I briefly pinned my hopes on Finn, the former Stormtrooper who deserted the Dark Side and (SPOILER ALERT) in joining up with Rey, briefly pretended to be a Resistance fighter. He was lying, in other words, like a regular human being. But then Han Solo cautions him, “Women always find out the truth — always!”
So Finn tells Rey the truth, and interactions that had threatened to get a bit tricky and interesting smoothed out immediately. And that’s how things go in Star Wars. The good characters support and rescue and josh with the other good characters, and develop almost instantaneous bonds. The bad characters stalk around angrily in black capes and participate in Nazi-like rallies. The supposedly conflicted characters torn between the light and dark sides are so ridiculously awful you never for one second think they can be redeemed, or, if they are redeemed — looking at you, Darth Vader — do it suddenly at a climactic point right before death, so no complexity will have to be sustained for long.

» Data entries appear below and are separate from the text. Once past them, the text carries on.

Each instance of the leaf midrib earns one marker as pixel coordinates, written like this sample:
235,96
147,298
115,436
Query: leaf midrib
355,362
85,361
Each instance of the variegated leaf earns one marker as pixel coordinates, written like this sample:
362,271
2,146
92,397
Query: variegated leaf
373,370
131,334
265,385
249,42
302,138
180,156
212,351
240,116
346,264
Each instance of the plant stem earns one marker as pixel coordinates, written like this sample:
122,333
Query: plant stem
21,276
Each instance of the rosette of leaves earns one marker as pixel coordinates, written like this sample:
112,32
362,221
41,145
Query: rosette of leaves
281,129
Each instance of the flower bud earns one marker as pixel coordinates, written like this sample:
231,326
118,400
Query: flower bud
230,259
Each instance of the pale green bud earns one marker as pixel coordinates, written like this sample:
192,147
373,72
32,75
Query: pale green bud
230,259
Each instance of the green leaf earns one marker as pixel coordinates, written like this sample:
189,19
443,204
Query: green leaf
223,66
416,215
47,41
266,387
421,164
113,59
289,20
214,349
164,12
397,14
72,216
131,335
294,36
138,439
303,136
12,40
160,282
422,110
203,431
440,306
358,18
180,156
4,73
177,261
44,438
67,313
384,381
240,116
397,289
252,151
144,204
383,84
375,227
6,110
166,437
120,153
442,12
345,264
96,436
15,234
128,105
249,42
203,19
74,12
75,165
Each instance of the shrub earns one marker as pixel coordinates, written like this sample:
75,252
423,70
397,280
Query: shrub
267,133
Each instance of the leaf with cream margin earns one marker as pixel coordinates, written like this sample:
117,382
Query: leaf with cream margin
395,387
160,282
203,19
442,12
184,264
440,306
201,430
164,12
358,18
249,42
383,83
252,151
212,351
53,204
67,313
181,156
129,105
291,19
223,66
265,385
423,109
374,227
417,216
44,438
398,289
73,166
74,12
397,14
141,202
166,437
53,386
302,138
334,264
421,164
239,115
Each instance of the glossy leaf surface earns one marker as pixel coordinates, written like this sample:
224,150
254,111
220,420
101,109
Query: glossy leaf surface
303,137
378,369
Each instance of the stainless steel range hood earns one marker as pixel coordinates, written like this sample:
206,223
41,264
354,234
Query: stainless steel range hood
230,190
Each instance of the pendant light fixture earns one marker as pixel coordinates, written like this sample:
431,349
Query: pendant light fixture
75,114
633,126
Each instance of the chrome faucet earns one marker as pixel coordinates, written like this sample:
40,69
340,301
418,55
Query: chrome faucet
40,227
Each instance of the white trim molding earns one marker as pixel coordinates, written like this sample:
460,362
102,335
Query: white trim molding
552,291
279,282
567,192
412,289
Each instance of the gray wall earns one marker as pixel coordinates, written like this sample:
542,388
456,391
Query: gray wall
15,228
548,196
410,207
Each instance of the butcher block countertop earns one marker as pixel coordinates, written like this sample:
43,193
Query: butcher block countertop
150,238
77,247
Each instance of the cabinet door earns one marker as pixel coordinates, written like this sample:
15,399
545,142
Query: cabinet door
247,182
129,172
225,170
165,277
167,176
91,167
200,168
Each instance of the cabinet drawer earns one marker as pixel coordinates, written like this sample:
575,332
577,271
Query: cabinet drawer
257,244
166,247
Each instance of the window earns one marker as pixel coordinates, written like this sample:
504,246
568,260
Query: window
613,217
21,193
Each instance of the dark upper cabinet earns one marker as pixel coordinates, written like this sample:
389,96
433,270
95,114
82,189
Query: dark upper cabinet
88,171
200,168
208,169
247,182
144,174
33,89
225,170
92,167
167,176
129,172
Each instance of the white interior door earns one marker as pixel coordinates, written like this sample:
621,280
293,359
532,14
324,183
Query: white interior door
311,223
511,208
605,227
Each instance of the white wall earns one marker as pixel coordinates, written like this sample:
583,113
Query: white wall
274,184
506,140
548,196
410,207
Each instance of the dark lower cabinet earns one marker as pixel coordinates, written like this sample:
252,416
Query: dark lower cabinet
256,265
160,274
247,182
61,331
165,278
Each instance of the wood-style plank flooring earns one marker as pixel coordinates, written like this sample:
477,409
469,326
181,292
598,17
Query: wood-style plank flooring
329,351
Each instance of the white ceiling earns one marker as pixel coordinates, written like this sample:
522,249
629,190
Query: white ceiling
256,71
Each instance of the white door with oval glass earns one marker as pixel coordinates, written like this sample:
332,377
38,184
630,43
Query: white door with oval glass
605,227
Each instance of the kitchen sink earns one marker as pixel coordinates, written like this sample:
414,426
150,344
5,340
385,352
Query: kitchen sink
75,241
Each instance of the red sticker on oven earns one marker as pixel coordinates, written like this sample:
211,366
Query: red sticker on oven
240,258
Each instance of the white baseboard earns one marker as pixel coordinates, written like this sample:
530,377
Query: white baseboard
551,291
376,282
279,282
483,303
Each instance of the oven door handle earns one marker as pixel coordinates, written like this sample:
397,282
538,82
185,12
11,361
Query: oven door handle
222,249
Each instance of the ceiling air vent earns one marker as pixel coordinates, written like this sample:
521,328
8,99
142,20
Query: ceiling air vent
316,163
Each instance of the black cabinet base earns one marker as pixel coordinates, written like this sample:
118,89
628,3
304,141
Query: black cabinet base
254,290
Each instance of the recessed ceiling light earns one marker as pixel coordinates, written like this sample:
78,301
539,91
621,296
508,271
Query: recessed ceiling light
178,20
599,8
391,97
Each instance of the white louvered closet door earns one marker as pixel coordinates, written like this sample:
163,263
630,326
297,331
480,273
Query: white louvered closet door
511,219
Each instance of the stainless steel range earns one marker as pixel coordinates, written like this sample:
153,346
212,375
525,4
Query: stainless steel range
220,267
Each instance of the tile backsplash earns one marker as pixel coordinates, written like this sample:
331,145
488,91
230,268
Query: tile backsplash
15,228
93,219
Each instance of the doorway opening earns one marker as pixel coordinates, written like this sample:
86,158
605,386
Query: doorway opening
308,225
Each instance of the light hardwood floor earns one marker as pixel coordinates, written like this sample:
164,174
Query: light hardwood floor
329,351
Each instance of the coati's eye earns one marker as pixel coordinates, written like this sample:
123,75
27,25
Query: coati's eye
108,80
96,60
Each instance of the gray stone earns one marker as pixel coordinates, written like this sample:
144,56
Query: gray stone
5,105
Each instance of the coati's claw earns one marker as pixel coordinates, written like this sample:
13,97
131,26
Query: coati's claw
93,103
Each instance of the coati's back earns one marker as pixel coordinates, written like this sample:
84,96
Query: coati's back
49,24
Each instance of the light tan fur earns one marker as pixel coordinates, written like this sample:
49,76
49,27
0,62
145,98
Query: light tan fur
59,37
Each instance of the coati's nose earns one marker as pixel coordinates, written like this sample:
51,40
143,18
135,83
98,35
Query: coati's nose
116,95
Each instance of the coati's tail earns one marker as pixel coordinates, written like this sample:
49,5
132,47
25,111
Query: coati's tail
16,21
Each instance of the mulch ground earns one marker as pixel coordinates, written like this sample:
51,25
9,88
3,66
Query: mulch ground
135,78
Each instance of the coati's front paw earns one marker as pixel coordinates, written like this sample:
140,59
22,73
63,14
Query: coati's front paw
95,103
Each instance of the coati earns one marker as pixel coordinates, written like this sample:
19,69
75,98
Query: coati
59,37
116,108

Only people committed to the Star Wars franchise could take Oscar Isaac (Drive, Inside Llewyn Davis, Ex Machina), one of the edgiest, oddest, greatest, and most intense actors working today, put him in a square haircut, and make him play a straightforwardly gung-ho fighter pilot who keeps yelling, when enemy aircraft is sighted, “We got company!”
Couldn’t Isaac at least have taken on the humorous maverick role, updating Han Solo, giving him a chance to display his gritty deadpan humor? In The Force Awakens he was given exactly one line in which to demonstrate what he could do, by cutting through the melodramatic silence before being interrogated by Kylo Ren: “So how does this work, do you talk first, or do I talk first?”
For me, there’s nothing to be done during Star Wars films but wait for the occasional bit of comic relief. Chewbacca is reliably funny, for example. He also has the advantage of a cool costume to hide in. Han Solo is a godsend for the same reason, since Harrison Ford always seemed to have an instinct for action-adventure dialogue and puts a nicely humorous spin on even the hokiest lines. Ford helps out the young folks with this, elevating scenes with Ridley and Boyega — the dialogue almost seems snappy with him around. Ford returns to the franchise with glee, smirking wryly throughout and delivering the best in-joke line about how familiar this narrative is by now. When contemplating one of those holographic maps in the air, for example, looking at the latest, largest Death Star that has to be destroyed, he provides the meta-commentary: “OK, so it’s big. How do you blow it up? There’s always a way to blow it up.”
But Han Solo represented another extinguished hope for me when watching The Force Awakens, because—
Well, I can’t tell you why. That’s a major spoiler, and I’m on too many enemies’ lists already.